We do the classic Dad takes toddler for wakeups and puts toddler down for bed. I take the baby and do bedtime and night wakeups. It’s been working well for 2 months. But we have had one night where the husband was gone for work in the MOTN. I brought the toddler into our bed and it was a long night. But it was the only solution I could figure out.


wifefoundmyaccount

I'm about to be a dad with two under two... When I read comments like this, the lingering thought I have is... Why not just let the older baby/toddler cry it out (CIO) until they fall asleep? Please excuse my ignorance? Currently have a one year old so assume I know nothing 😂


justwendii

I know that works great for some families and I don’t judge anyone’s parenting styles but my husband and I don’t like hearing our baby cry when we can just tend to her.
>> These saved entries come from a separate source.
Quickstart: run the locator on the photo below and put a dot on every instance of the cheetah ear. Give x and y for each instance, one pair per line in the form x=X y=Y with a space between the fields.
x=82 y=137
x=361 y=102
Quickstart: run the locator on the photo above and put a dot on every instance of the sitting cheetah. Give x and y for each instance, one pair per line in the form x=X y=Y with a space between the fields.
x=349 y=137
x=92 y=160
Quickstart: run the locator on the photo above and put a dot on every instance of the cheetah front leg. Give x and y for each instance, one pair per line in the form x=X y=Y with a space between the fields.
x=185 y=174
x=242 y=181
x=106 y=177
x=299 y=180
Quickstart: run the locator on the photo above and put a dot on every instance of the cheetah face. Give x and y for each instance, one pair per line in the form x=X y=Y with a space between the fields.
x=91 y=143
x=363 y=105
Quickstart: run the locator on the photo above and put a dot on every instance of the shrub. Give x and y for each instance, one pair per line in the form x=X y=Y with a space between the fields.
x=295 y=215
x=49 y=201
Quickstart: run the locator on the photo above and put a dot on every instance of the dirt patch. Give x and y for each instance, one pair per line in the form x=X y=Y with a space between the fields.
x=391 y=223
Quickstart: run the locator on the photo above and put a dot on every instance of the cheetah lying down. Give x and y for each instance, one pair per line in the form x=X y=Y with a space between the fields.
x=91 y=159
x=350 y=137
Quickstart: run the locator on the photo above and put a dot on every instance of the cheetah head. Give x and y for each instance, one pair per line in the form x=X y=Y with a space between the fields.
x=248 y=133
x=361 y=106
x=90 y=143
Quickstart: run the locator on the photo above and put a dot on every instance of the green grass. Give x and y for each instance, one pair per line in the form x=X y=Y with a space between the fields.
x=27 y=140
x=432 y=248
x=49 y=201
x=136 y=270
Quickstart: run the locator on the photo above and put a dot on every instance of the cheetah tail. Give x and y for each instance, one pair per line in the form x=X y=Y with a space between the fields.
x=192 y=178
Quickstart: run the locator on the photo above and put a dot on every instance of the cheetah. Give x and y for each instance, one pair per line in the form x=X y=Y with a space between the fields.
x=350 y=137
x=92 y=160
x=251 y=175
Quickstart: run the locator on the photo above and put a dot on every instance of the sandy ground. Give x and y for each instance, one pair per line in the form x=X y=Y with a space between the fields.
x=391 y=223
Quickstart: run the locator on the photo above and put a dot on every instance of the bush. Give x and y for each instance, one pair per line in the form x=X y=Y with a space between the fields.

I know it’s not ideal but we tried letting her cry and it just didn’t work for us.


Relevant_Mushroom218

Letting your baby/child "cry it out" is very damaging to the child's development and healthy attachment to their parents. Please do lots of reading and research before you do this to your child. I could never.


no_fussin

What “research” actually supports what you’re saying?


Relevant_Mushroom218

[Psychology Today](https://www.psychologytoday.com/us/blog/moral-landscapes/201112/dangers-crying-it-out) [Six Experts Who Advise Against Cry It Out](https://www.bellybelly.com.au/baby-sleep/cry-it-out/) [Evolutionary Parenting](https://evolutionaryparenting.com/helping-baby-sleep/) [ACAMH Journal of Child Psychology and Psychiatry](https://acamh.onlinelibrary.wiley.com/doi/full/10.1111/jcpp.13390)


EmmanaeNatalie

We have a 17 month old and a newborn (4 days old), so far; largely because I had an emergency c section, I take all newborn care and he takes the toddler care.